When working with fresh horses that want to look around and be unfocused, do yourself and your horse a favor, and let them have some free time to relax at the beginning of a workout. Either a short time lunging or free schooling, or simply a 10 to 20 minute walk on the buckle to let them gawk and take everything in. Then, when you pick up the reins and go to work, you will usually find that there is less resistance.
Be careful not to move to the sitting trot too early in a ride. Doing so before the horse is fully warmed up and truly moving through his topline can often be detrimental, as the horse will be more likely to stay stiff and tight through his back muscles.
It should be a big red flag to you if your instructor is the type to say that all jumps should be treated the same. It can be a sign of lack of knowledge or teaching experience in a trainer.

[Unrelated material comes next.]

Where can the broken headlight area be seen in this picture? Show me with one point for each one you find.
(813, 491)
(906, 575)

Riders should be aware of every question posed by each individual jump, and should not treat all jumps the same. Things that need to be taken into consideration are the shape of the jump, the footing, the terrain involved before and after the jump, the lighting, the kind of approach you are given, and what is on the landing side of the jump.

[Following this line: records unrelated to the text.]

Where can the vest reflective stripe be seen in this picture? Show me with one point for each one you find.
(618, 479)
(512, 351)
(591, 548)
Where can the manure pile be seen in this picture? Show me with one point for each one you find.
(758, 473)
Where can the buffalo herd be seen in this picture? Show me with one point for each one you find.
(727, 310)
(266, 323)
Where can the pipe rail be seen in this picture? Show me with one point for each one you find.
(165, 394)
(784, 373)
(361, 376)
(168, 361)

Dressage is a natural activity for horses, but that does not mean it is always easy for them. Since we cannot explain to them why we are asking them to do things that require increased effort, and go against their natural instincts to do things in the easiest way possible - we must handle any inevitable resistances that might show up with patience in a quietly persistent and empathetic manner.
"Suppleness of the back is a very central topic. The natural gaits of the horse have been the way they are for a million years. For example trot – two beat, a swinging phase and diagonal movement. In trot the right forearm should be parallel to the left hind cannon bone. If you don’t allow the long back muscles to swing and allow the movement to get through the poll to the horse’s mouth, then you destroy diagonal movement. If you block the loin area, then the front legs come out and the hind legs don’t follow. Then my question is – is this trot?" ~ Gerd Heuschmann
"My family’s approach for all of our horses, no matter which career we have chosen for them, is to do the same versatile basic training in the first years. The more systematically a horse gets strengthened in his musculature and the more carefully he gets suppled in his youth, the stronger he will be to start his specialization after this basic training and this sufficient capability means that the horse will remain healthy despite increasing requirements." ~ Ingrid Klimke
"In the plague of disinformation that has engulfed our culture, there seems to be a whole new generation of rider-trainers who have some serious misunderstandings about the significant role longeing with side reins plays in the training of the dressage horse." ~ Paul Belasik
If you come into a triple combination with a canter stride that is too short for the distance inside the combination, you will have to really drive to the B element to get out. And the action of your horse having to reach for that second element will make it MUCH more difficult to jump the third element cleanly.